Nelson Pacheco, Chief Mine Geologist of Somincor/Lundin Mining has been a lead advocate for using existing mining infrastructure, such as tunnels, for exploration and mine planning purposes, rather than only for drilling. He believes that “if we keep doing things in the same way over and over, we will not reach different results. We need to try new ways so that we can reach different and better results”. These tests represent a step in that direction.

Simplistically, the seismic shakers are used to vibrate the ground and thus allowing to map the subsurface using echoes to create visuals, in a manner similar to ultrasound technologies, albeit a bit more complicated, as it was, like a pregnant woman. The new shaker is fully electric and broadband in frequency, making the images more accurate and higher resolution. This technique  can be used, among other geophysical methods, to detect faults, dikes and in suitable conditions mineral deposits as well as guiding exploration programs.

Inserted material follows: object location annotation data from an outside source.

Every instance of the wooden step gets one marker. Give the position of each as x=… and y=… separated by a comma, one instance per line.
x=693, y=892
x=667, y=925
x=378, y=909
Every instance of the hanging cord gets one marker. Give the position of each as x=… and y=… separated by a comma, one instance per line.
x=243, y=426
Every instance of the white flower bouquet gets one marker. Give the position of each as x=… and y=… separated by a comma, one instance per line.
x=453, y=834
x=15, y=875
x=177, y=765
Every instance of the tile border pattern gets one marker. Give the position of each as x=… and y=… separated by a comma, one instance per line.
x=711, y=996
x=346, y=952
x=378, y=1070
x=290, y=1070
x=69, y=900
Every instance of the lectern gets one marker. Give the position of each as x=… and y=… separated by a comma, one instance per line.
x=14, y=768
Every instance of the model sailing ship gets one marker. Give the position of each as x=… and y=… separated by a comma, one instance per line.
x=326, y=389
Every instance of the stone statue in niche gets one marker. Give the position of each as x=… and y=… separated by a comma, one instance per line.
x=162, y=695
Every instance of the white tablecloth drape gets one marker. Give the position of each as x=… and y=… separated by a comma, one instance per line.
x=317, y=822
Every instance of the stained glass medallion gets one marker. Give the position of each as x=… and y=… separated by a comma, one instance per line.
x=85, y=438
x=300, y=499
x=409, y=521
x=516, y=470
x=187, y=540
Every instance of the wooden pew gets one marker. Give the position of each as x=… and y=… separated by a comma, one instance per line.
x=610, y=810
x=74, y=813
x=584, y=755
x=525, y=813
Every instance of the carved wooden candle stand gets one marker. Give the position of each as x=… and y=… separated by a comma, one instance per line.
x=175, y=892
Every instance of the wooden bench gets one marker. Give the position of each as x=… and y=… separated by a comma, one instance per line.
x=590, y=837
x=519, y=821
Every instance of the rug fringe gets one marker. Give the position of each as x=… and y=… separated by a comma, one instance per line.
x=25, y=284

The project also developed a new GPS synchronisation system and the project believes that this will be a breakthrough for seismic data acquisition in deep mines to allow utilizing mining infrastructures for exploration and mine planning.

The operation was not confined only to the mine tunnels. While the underground team was acquiring data at depth 600m in the exploration tunnels, the surface team was also harvesting data recorded from the shots generated by the shaker in the tunnels but rather in a peaceful condition. The latest tech to acquire data on the surface without a source on the surface is an evidence of project’s innovative thinking. Sources were later generated on the surface while receivers in the tunnels were still utilized for data recording.

The successful testing of these new prototypes at Neves-Corvo in such set-up represents the latest achievement of the project and its state-of-art vision. “Through instrumenting mining infrastructures using an advanced synchronized in time array of ~1000 receivers (mixed 1C and 3C), Smart Exploration team will explore the down dip and the surrounding mining tunnels by populating seismic receivers synchronized in a manner similar to MRI scanning technology. This should allow resolving structures that often difficult to see using only surface seismic surveys providing also much higher resolution images than ever provided before.” said Project’s Coordinator Alireza Malehmir, Professor of Applied Geophysics at Uppsala.


**This article first appeared in Mining Weekly and in Minex Forum in March 2019.